Music

Lorde shows you don’t have to twerk to reach the top

Forget twerking. Or going out on stage in your underwear. There’s a new star in the universe, and her name is Lorde.

That’s the stage name of 16-year-old Ella Yelich-O’Connor, a suburban New Zealand girl who has shot past America’s biggest pop stars the old-fashioned way: with a good voice and solid song-writing. Lorde’s bet seems to be that if you don’t give people something outlandish to stare at, they pay more attention to your music.

It’s paid off: She’s the youngest person to land atop the Billboard charts in 26 years, pushing Katy Perry and Miley Cyrus to second and third places respectively.

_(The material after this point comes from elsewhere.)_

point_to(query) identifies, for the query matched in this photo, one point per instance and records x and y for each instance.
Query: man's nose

She’s done so with music that pokes fun at her own industry. Her No. 1 hit “Royals,” for example, sends up the sleaze and excess too often present in pop culture, especially in music videos — and does so with simple yet rich harmonies. Even the album title, “Pure Heroine,” is a clever play on words that zings pop’s shock culture.

Which raises the question: Who’s the real rebel here? A tongue-wagging Miley sitting on a wrecking ball while naked? Or Lorde, who makes music she wants to make while looking both chic and age-appropriate?

While it’s too soon to tell what will become of Lorde, we wish her well. Whatever else she has achieved, the New Zealander’s break-out success proves you don’t have to act like a tramp to sell to teens.

To quote her chart-topper about all those self-indulgent pop-video cliches featuring jet planes, paradise islands and diamond-bedecked watches, “that kind of luxe just ain’t for us.”